Why Do So Many People Fail The Field Sobriety Tests?

I have seen people give these tests with no alcohol or drugs at all in their system but the officers still put down that they failed all of these tests. The fact is that some people can do them, whereas some people cannot but officers tend to interpret them however they believe they should. Some officers are very good at interpreting these tests and putting down the clues whereas some are not. I and most DUI attorneys have a big problem with the person’s constitutional rights being challenged based on their balance or based on these tests, because we then have to ask a jury to determine whether or not the person was too impaired to drive based on these tests. I do not believe these are representative of someone’s ability to drive and there are just so many other things that could cause someone not to do well on these tests. Just the fact that this happened late at night and then the stress of being investigated for a DUI, the fear the person would go through thinking they might lose their license if they got a DUI, they might lose their job, they would not be able to pay their mortgage or they would not be able to get their kids to school, would be all the different things flashing through their minds when they were being asked to do these tests at midnight or 2 or 3 in the morning on a cold night or whenever it was. The tests would often be on a slant or on a gravelly road with cars whizzing by which is why the field sobriety tests are very often not indicative of the person’s ability to drive safely.

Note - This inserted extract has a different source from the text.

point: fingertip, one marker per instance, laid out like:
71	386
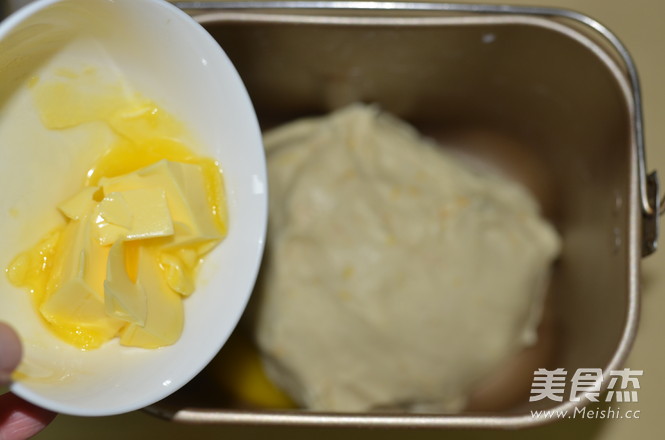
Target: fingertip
20	419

Many clients have told me they would not be able to do these tests sober, because these are tests that a person would seriously not be able to do if they had poor balance, were overweight or had some medical condition, yet I constantly see people telling the officer they have a knee injury or just had surgery of a bad ankle but the officer would still have them do the test. They would still submit this to the prosecutors, and they would say the person failed the test, whereas the fact is the person would have told the officer in the beginning they could not do their test so they should not have been given that test in the first place.

Can People Refuse These Tests?

Absolutely. The person would not be required to do field sobriety tests, and they would also not be required to do the last test they usually give before they arrest the person, which would be blowing into the preliminary alcohol screening device or the PAS device. In California, the person would only have to do these tests if they had been placed under arrest for DUI, and that would either be a blood test or a breath test so they would have a choice.

I always see officers telling people that if they did not do the tests then they would consider it as refusing to cooperate. In almost every case, the person should just respectfully decline to answer any questions about drinking or driving or anything like that, although they should give the officer their name, contact information, date of birth and that kind of thing so the officer could identify them. They should not do the field sobriety tests because they would not be required to, and it would just give the officer more things to use against the person if they did actually prosecute them for a DUI. The person should just tell the officers in a very polite way that they were not refusing to do it, but that they were respectfully declining to do it. If the person had alcohol in their system or if the officer could smell the odor of an alcoholic beverage, then they can just let the officer go ahead and arrest them unless they could really point to something that showed that the person was impaired. The person should give their lawyer a chance to challenge the arrest and to challenge whatever the officer was claiming was bad driving without adding in how the person did on the field sobriety tests.